Re: [PATCH 0/3] scripts/spelling.txt: add some spelling pairs and reorder

From: Andy Shevchenko
Date: Fri Jun 11 2021 - 04:11:50 EST


On Fri, Jun 11, 2021 at 11:02 AM Andy Shevchenko
<andy.shevchenko@xxxxxxxxx> wrote:
> On Fri, Jun 11, 2021 at 10:19 AM Zhen Lei <thunder.leizhen@xxxxxxxxxx> wrote:
> >
> > Add spelling_sanitizer.sh and use it to reorder, then add some spelling
> > "mistake||correction" pairs.
>
> The sorting idea is good, but the order is not.
> What you really need is to use language corpus [1] instead. So in such
> case you will eliminate false positives (to some extent).

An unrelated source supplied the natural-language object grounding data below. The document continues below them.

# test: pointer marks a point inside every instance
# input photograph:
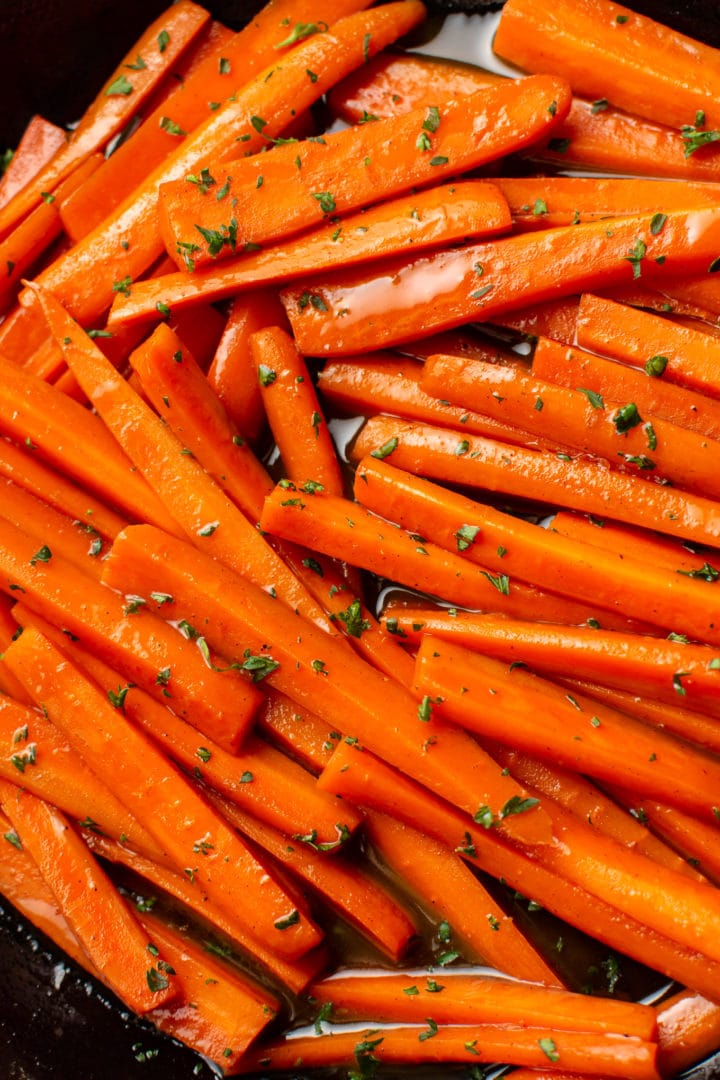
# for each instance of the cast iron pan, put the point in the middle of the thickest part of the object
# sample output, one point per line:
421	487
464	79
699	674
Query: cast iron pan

Perhaps I need to elaborate what I meant. The (important) feature of
the corpus is sorting by frequency of the word usage. That's what
would be the best. Unfortunately I don't know if codespell uses linear
search or hash based (i.o.w. does it convert the input file to the
Python list() or set() object?).

> [1]: https://en.wikipedia.org/wiki/Corpus_of_Contemporary_American_English


--
With Best Regards,
Andy Shevchenko